Remembering a Fallen Giant
As hard as it might be to believe, not everyone on this side of what you read, watch and listen to is a good person. The paranoia, megalomania and egotism that attach to just about any industry are magnified in the media business.
But every so often, there comes along a figure whose immense talent is exceeded by their graciousness and humility. The media business lost such a person this week with the passing of baseball broadcaster Ernie Harwell.
Many baseball cities have been blessed through the years to have a signature voice that entertained and informed generations of fans. In Pittsburgh, for instance, there was Bob Prince.
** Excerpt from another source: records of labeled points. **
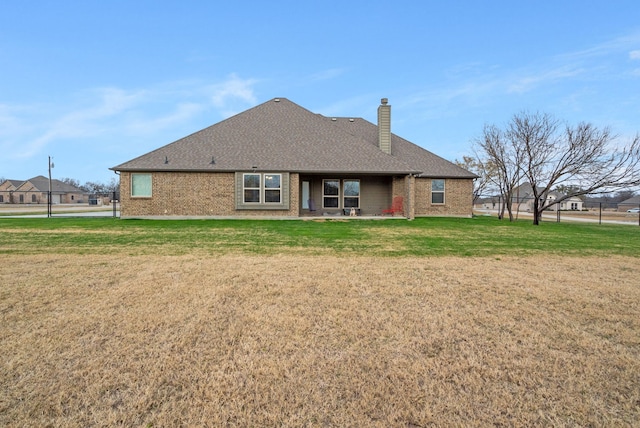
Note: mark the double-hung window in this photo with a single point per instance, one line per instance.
(251, 188)
(331, 193)
(351, 193)
(437, 191)
(272, 188)
(141, 185)
(261, 190)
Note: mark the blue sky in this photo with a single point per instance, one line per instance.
(97, 83)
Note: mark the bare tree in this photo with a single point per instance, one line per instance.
(484, 171)
(496, 153)
(583, 159)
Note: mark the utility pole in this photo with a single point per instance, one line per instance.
(49, 201)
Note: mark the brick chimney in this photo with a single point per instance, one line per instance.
(384, 126)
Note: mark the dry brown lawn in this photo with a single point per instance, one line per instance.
(242, 340)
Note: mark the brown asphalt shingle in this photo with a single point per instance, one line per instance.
(283, 136)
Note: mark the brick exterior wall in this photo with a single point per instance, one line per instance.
(202, 194)
(195, 194)
(458, 195)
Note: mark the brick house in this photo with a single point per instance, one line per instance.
(36, 190)
(280, 160)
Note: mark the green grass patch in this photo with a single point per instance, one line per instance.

Jack Buck and Harry Caray held court in St. Louis, before Caray moved on to Chicago, succeeding Jack Brickhouse. In my own native Baltimore, Chuck Thompson and Jon Miller called Orioles games with grace and flair.
For more than 40 years, Harwell, the first voice of the Orioles, was the sound of Detroit Tiger baseball, but his dulcet tones could also be heard on Saturday broadcasts of the "CBS Radio Game of the Week," permitting a national audience to get a weekly taste of his brilliance.
Anyone who ever had the pleasure of meeting Harwell, as I did, came away more impressed with his decency than with his talent, which was prodigious. Since his passing Tuesday at the age of 92, there hasn't been a single bad word spoken about him, and that's not hyperbole.
The list of great local baseball announcers has shrunken over the years and has not been adequately replenished. The Baseball Hall of Fame should take a major step toward remembering two of the best of all time by renaming the Ford C Frick Award, presented annually at July induction ceremonies to a deserving broadcaster for their body of work, for Harwell and Vin Scully, the legendary Dodgers scene-setter.
With all due respect to Frick, the former baseball commissioner, a career award named for Harwell and Scully would resound tremendously, just as they have.
Under the 'Lights'
Normally, we don't do much here with prime-time, entertainment programming, but the return of "Friday Night Lights" for a fourth season is worth breaking protocol.
Based on Buzz Bissinger's best-selling book and a subsequent movie, Lights, airing Fridays at 8 p.m. Eastern on NBC, is a brilliant look at how the culture of high school football permeates the life of a Texas town.
Kyle Chandler, as coach Eric Taylor, and Connie Britton, as his wife, Tami, have turned in Emmy Award caliber performances over the series' run, but they're just the most visible stars. There's acting brilliance all around and the football scenes are fairly true to life.
This season's episodes, which have already aired last fall on DirecTV, find Coach Taylor having to set up shop at a new school across town from his old school, whose principal is his wife. Even if you've seen these before, make a point to watch them again.